Miss Manhattan Hangs Out...with a Concussion

Monday night was supposed to go a little differently, but a Hang Out subject canceled. I posted on social media calling for folks who might like to step in, but by the time I received responses the aching around the crown of my head--that I had woken up with that morning and had been present all day--had intensified. I knew if I left the house I’d hardly be able to move the next day, when I had to run around lower Manhattan for several hours. The pain started above my right ear, as it has since I first got a concussion in March, then swooped upward to my forehead and then around the back of my head. The feeling is similar to having been beaten upside the head with a baseball bat three weeks earlier. And then the sting forms itself into a throbbing ring of sorts, like the children’s arcade game where you press a button to stop a neon light in hopes of procuring a jackpot of tickets. Except there is no button to stop it.

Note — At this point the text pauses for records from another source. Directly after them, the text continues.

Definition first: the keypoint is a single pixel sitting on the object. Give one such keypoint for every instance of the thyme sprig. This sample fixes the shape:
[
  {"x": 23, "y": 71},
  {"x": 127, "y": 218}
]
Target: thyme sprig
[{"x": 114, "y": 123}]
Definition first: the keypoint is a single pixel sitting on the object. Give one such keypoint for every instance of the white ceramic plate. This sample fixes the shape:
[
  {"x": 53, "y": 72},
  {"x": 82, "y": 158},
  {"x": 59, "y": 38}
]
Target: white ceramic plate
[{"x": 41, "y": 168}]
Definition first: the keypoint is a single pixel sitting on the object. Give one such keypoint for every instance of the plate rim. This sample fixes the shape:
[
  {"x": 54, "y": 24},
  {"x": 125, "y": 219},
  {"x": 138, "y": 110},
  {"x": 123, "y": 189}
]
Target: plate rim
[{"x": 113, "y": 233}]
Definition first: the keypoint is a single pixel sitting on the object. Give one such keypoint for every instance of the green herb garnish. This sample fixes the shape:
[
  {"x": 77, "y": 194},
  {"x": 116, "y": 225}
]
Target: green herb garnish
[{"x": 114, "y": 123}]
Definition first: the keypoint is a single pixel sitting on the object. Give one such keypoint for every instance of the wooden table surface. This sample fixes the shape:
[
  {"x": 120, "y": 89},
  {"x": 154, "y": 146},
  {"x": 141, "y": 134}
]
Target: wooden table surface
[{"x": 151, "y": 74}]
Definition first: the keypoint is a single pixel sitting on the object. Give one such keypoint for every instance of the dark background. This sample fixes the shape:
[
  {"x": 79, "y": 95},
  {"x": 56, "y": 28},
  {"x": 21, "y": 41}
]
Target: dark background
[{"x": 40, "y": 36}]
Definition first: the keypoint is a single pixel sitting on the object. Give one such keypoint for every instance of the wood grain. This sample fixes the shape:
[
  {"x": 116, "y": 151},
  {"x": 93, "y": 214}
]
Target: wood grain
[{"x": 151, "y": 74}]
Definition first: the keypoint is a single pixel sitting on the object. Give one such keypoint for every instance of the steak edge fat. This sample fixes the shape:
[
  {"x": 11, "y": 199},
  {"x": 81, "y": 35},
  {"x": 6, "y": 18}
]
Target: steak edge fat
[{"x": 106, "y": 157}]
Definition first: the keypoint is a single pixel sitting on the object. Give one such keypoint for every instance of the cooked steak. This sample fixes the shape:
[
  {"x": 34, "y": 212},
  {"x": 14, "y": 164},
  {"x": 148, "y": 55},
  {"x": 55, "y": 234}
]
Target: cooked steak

And yet, somehow, I have never missed a deadline or an interview or work of any kind. Until now. Knowing my Tuesday evening was full, there would be no way for me to complete a Miss Manhattan Hangs Out this week unless I did one with myself. And maybe that might be interesting, spending my Tuesday setting up shots of myself in different locations around New York, but I knew I’d also have to carry my laptop to do work, and the thought of carrying both all day made my shoulders ache. What else could I do? I decided instead to take a bath and forget about it. But I am not, nor have I ever been, a person who can sit still.

I had an idea as hot water filled up the tub. These headaches had been an on-again, off-again experience since March, this throbbing pain that stops me in my tracks for hours at a time, and I was tired of it. I was frustrated and annoyed and I wanted to feel like myself, to move around the earth like I wanted to, without inhibition. There were a lot of good days, more than not, but it’s scary waking up every morning not knowing what it will feel like to lift your head off the pillow. Fuck it, I thought. It’s time to make some art out of this nonsense.

I lit the candles I kept in my windowsill and got my camera. Looking rather “oyskevepte katz” as my mother would say in Yiddish, meaning “wet cat,” I decided to document this moment, camera on remote shutter. Here I am, concussion headache in full swing. Seeing it now, it resembles (and feels?) like The Death of Marat a little bit. It’s not pretty or glamorous, there’s no makeup and my eyes are even a little swollen. But this is what it looks like when my concussion and I hang out.